25 May 2006 Edition
Nuacht na nOibrithe
Massive increase in employers denying holiday rights
Sinn Féin spokesperson on Employment and Workers Rights, Arthur Morgan TD, has described as 'deeply disturbing' the revelation, in reply to a parliamentary question from the Minister for Enterprise, Trade and Employment, that there was a five fold increase in the number of employers found to be in breach of both annual leave entitlements and public holiday entitlements.
Deputy Morgan said, "The Minister revealed that in 2005, 89 employers were found to be in breach of public holiday entitlements compared to 17 in 2003. He also revealed that 40 employers were found to be in breach of annual leave entitlements in 2005 compared to 8 in 2003. This represents a five fold increase in both cases and is deeply disturbing.
"These figures cannot be put down to increased vigilance from the labour inspectorate in light of the fact that there were only 5,719 inspections in 2005 compared to 7,168 in 2003.
"It is clear that the failure of enforcement and compliance mechanisms is sending a message to employers that they can do what they like. Employers are clearly taking advantage of the weak enforcement regime and this cannot be allowed to continue."
NIPSA protest 'privatisation gone mad'
NIPSA General Secretary John Corey has described the proposed sell off of 530 civil service jobs as 'privatisation gone mad'. He was speaking ahead of a protest organised by the union at Dundonald House on the Stormont Estate on Tuesday.
Speaking to the rally of civil servants Kieran Bannon, Assistant General Secretary of the Northern Ireland Public Service Alliance, condemned a policy which would result in the loss of at least 80 civil service offices being gifted to the private sector.
The privatisation policy - known as 'Workplace 2010' will lead, by that date, to the private sector obtaining 80 buildings which would then be leased back to the Civil Service for a 25 year period, after which they could be re-sold for private profit, even though their services would have been paid for out of public funds over that period. 530 people face the possible loss of their jobs.

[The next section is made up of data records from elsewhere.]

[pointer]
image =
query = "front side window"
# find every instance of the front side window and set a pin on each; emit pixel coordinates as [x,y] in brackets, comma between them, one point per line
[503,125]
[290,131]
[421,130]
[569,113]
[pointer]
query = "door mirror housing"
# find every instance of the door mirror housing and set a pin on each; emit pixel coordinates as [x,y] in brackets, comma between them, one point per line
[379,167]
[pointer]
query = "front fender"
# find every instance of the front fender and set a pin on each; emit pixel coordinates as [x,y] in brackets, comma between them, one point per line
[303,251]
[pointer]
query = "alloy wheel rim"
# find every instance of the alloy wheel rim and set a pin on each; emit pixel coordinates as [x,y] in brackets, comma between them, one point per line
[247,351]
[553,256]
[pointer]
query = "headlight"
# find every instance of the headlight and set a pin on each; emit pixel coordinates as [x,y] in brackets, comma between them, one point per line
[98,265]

"This isn't just selling the family silver, it's selling the family homes and family members therein," said Mr Bannon.
"NIPSA does not accept that a value for money case has been proven or that the private sector will provide a higher standard of service than our members currently provide. Once again we are experiencing an attack on some of our lowest paid members, this time in the support grades."
Workplace bullying affects thousands
More than 9,000 workers in the Six Counties complained of suffering from bullying in the workplace according to figures released by the Labour Relations Agency (LRA).
The announcement was made at a conference held in Belfast co-organised by the LRA and the Equality Commission where a new guide will be launched in an effort to deal with the problem.
Harassment is the most common form of complaint that comes before the Equality Commission, making up a quarter of all complaints and included harassment on the grounds of sex, race, religion and political opinion.
Pat McCartan, Chairman of the Labour Relations Agency said bullying not only affected employees but their families as well.
"The LRA receives 9,000 enquiries per year relating specifically to bullying," he said.
"However, this is just the tip of the iceberg as bullying, harassment and stress in the workplace are elements in the majority of enquiries to the LRA."
One-day strike at FÁS
Staff at the FÁS office on Baggot Street in Dublin staged a one-day work stoppage on Tuesday as part of their ongoing campaign of opposition to the proposed decentralisation scheme that would see many workers facing transfer to Birr, county Offaly, or a loss of promotion prospects.
As An Phoblacht went to press, similar actions at other FÁS head offices were also planned for this week. These protests follow a range of pickets and work-to-rules by SIPTU over the last couple of months as part of an intensive campaign by the union.
Talks at the Labour Relations Commission aimed at resolving the dispute ended without agreement on Tuesday morning.